I made a second attempt, hoping to avoid repeating this flaw.
The instructions for the casting resin recommend applying a vacuum to the mould after filling it with resin in order to expand any bubbles, causing them to either pop or float up through their own enhanced buoyancy. I do not have a vacuum pump readily available so I will have to try pouring the resin very carefully and using a fine probe to poke around in all the nooks and crannies of the mat.
Having used the resin once, I decided that it was not necessary to seal the sides of the casting cavity since any resin leakage would be minimal. Sealing would probably still be needed if I were to use a vacuum to remove bubbles.
I also had a better estimate of the amount of resin required to fill the cavity, so I mixed less this time than last.
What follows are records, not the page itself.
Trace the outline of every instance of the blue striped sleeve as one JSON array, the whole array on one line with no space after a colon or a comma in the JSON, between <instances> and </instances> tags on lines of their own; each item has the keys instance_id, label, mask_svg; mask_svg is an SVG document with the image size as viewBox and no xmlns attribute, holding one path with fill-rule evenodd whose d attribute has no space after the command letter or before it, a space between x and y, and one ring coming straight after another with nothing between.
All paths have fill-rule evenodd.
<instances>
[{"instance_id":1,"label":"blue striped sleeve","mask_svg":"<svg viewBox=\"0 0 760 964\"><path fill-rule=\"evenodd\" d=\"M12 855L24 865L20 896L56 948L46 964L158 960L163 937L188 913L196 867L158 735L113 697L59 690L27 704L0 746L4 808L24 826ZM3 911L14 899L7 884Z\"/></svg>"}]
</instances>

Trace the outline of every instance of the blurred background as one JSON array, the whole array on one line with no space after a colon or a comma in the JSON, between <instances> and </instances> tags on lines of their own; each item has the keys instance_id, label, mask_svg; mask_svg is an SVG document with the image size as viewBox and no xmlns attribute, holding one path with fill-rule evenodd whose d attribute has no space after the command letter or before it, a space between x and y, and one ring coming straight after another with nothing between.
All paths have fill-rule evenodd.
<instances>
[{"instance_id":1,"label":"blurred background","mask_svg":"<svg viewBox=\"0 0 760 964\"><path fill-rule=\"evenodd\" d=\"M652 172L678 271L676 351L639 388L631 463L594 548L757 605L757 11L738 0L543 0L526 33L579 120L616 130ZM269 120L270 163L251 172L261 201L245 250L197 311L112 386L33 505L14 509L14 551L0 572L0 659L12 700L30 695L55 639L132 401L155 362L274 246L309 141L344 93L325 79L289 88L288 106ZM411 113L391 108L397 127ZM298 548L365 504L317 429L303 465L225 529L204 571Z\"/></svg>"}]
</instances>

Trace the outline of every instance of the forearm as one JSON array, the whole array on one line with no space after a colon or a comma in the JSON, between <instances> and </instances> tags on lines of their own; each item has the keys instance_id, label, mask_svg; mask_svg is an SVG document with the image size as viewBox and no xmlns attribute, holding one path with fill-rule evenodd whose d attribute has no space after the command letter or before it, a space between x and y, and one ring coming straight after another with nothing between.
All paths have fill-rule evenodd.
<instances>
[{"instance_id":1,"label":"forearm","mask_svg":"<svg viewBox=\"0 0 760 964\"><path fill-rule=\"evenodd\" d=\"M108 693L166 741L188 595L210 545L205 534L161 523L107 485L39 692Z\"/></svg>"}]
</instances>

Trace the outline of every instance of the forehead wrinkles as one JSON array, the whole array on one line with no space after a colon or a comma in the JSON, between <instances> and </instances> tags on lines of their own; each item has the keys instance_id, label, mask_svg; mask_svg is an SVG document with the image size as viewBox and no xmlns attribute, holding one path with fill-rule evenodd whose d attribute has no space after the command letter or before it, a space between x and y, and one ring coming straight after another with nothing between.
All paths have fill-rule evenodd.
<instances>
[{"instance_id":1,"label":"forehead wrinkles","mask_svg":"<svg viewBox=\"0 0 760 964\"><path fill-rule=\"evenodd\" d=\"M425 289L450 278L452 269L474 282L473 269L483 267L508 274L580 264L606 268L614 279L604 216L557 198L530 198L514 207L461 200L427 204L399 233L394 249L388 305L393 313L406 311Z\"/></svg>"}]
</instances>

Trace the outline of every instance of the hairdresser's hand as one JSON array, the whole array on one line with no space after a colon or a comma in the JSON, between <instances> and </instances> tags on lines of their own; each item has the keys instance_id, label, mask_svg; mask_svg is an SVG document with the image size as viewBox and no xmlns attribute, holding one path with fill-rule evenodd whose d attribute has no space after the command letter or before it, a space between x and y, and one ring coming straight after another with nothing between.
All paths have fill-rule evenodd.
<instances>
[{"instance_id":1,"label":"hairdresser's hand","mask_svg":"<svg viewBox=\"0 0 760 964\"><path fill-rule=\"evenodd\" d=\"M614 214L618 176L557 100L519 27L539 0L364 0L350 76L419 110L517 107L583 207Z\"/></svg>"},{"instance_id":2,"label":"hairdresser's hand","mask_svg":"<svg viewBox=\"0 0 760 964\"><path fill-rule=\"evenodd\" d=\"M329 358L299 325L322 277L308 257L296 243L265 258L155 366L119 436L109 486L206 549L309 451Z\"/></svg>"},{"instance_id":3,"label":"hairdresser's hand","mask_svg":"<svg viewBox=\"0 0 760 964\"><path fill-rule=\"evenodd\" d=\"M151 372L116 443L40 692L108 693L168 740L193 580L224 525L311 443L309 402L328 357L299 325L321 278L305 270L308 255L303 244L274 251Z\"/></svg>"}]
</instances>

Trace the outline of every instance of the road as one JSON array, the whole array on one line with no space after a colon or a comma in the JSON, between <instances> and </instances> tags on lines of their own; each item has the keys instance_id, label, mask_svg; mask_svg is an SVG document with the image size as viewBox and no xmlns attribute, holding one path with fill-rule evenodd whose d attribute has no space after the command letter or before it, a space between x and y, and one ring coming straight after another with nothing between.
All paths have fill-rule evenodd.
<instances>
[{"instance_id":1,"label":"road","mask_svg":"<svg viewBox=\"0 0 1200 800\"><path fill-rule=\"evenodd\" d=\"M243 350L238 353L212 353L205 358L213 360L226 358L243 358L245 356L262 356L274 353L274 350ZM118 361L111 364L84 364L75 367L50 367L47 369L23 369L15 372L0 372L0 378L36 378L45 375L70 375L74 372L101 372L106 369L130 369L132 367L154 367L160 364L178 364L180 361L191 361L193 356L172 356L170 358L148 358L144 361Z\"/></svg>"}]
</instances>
I poured the resin into the cavity of the matrix very carefully, allowing it to flow on its own along the contours of the type so as to minimize the chances of trapping an air bubble. I also used the tip of a fine copper wire to probe the perimeter of the cavity of the matrix.
The colour balance of this photo is incorrect. This casting has the same pink colour as the previous one.
For the electrical connection for electroforming, I stripped the insulating varnish off some #32 magnet wire, threaded it through the edge of the rubber mould and along its surface, and poked the free end back into the rubber. This held the bare wire more or less in continuous contact with the surface of the mould.
Then I put some of the graphite powder we sell as a papermaking pigment into the cavity of the mould and overlapping onto the wires. I shook off the excess and used a small paint brush to brush off more of the graphite. The graphite is conductive enough to cause the copper to plate over the entire surface, and also acts as a release agent (although I’m not sure if that is necessary with this rubber).
The plating bath and copper anode I used also came from Lacy & Co. but the directions are pretty vague: use between 3 and 9 volts. I settled for adjusting the voltage to produce 200mA of current (this took about 2 or 3 volts).
After a few hours of plating, the copper had spread almost completely across the face of the matrix. A bit of the graphite is still visible in the middle. Another hour or two and that was copper-covered as well. The freshly-plated copper has a rather striking reddish colour, quite distinct from the copper colour one normally sees.
Once the surface was covered, the task remained to continue plating until the matrix was thick enough. Because of the plating characteristics of the copper, this is turning out to be harder than expected.